Farmers urged ‘not to rely on luck’ when working with machinery

Farmers have been urged “not to rely on luck” when working with machinery by the chairperson of the Irish Farmers’ Association’s (IFA’s) Farm Family and Social Affairs Committee, Caroline Farrell.

On the second day of Farm Safety Week, a special focus is being placed on machinery and transport by the IFA.

The vast majority of fatal accidents on farms involve farm vehicles or machinery, the IFA explained.

Given farmers’ regular contact with machinery, accidents can occur in a variety of ways; PTO shafts, unguarded moving parts and front loaders all pose their own risks, for example.

The IFA outlined that machinery accidents can be avoided by keeping machines in good repair, as well as ensuring that all safety equipment is fully operational.

Not taking risks when working with powerful machinery is also something that the IFA advocates.

Commenting on the topic of farm safety, the IFA’s Caroline Farrell said: “Everybody in farming knows somebody who has been injured or killed in an accident.

This Farm Safety Week we are calling on farmers not to rely on luck when working. Agricultural machinery is dangerous and can rip off a limb or kill [someone] in seconds.

“Always ensure equipment is switched off when making routine checks and always take your time to think about what you are doing and what might go wrong, as making a few simple checks could actually save a life – maybe your own.”

‘Huge safety risk’

Meanwhile, Teagasc safety specialist Dr. John McNamara outlined that a “huge safety risk” presents itself in July and into the autumn period.

This arises due to “high vehicle and machinery movement” because of harvesting activities, alongside the fact that children are on holidays from school during the summer months, Dr. McNamara added.

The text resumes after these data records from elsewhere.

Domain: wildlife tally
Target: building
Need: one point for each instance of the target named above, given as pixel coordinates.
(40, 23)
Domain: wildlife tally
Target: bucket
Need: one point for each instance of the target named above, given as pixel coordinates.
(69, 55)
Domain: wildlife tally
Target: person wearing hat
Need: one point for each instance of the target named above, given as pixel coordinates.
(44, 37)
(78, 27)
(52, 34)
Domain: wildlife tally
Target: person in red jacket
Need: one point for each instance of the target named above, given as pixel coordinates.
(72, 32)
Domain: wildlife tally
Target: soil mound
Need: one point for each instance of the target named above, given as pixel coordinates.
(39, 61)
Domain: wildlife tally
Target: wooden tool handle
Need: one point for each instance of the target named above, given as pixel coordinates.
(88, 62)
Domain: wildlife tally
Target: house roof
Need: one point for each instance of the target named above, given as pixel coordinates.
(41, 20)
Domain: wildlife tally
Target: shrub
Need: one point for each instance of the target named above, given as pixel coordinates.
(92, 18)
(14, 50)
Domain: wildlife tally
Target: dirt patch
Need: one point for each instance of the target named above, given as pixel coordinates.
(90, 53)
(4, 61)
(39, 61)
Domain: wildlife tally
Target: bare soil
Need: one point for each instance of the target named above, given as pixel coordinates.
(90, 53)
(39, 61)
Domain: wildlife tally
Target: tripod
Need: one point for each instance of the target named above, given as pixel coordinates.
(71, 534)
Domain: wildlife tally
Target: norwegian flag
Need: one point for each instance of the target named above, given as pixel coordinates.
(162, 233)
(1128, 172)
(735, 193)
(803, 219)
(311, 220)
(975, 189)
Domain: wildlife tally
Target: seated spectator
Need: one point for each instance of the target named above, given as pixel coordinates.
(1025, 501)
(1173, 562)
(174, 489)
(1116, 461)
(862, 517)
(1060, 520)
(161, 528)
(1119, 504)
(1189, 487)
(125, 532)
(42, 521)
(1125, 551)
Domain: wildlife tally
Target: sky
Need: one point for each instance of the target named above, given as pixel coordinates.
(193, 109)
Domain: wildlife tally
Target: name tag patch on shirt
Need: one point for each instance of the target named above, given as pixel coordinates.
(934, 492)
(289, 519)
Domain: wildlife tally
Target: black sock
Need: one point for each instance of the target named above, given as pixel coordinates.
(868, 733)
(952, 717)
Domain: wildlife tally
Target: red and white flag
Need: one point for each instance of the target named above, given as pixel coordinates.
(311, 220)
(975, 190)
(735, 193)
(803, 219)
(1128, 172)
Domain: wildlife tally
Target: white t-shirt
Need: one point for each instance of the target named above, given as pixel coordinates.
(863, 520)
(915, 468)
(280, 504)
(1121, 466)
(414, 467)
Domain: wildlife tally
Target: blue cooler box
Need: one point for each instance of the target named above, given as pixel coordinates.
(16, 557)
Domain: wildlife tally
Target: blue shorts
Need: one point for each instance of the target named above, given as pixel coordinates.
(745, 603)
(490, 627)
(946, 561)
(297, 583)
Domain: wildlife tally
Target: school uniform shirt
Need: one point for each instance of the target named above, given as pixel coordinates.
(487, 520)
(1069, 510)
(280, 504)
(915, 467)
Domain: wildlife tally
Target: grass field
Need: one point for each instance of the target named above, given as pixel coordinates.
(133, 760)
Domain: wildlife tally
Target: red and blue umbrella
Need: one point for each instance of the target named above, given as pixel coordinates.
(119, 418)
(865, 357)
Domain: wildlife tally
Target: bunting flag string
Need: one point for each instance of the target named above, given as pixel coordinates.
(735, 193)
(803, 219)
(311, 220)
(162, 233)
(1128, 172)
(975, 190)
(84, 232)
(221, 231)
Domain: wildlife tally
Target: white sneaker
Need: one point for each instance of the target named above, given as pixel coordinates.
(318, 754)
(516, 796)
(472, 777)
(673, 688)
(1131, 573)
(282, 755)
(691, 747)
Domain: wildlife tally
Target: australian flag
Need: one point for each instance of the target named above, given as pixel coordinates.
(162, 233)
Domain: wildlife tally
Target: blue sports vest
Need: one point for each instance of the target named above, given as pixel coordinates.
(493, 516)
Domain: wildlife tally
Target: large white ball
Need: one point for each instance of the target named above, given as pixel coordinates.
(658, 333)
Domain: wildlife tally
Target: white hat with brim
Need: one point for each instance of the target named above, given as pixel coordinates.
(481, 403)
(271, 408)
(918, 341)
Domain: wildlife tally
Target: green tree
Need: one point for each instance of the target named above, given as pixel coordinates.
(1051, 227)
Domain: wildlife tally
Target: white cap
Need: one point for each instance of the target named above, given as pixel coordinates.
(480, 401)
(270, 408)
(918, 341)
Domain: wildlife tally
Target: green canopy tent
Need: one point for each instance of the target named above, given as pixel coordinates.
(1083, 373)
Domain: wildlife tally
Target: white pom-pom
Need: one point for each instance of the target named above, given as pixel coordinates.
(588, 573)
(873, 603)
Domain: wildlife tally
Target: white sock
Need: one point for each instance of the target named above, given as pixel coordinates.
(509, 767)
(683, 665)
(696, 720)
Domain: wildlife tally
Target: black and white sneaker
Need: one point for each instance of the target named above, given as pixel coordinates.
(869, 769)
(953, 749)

He appealed to farmers to drive slowly, particularly in farmyards: “A vehicle travelling at a fast walking speed (8kph) covers 2.2m/second, putting any bystander at a high fatality risk if struck.”

As well as this, the Teagasc specialist noted that 15% of farm vehicle and farm deaths in 2017 were due to all-terrain vehicles (ATVs).

Dr. McNamara stressed the importance of having adequate training to operate such a machine. Operators of ATVs need to be agile in order to shift their weight on slopes, so that they can stabilise the vehicle, he said.

The speeds at which ATVs are driven also need to be contained, while certified safety helmets should be worn by operators, Dr. McNamara concluded.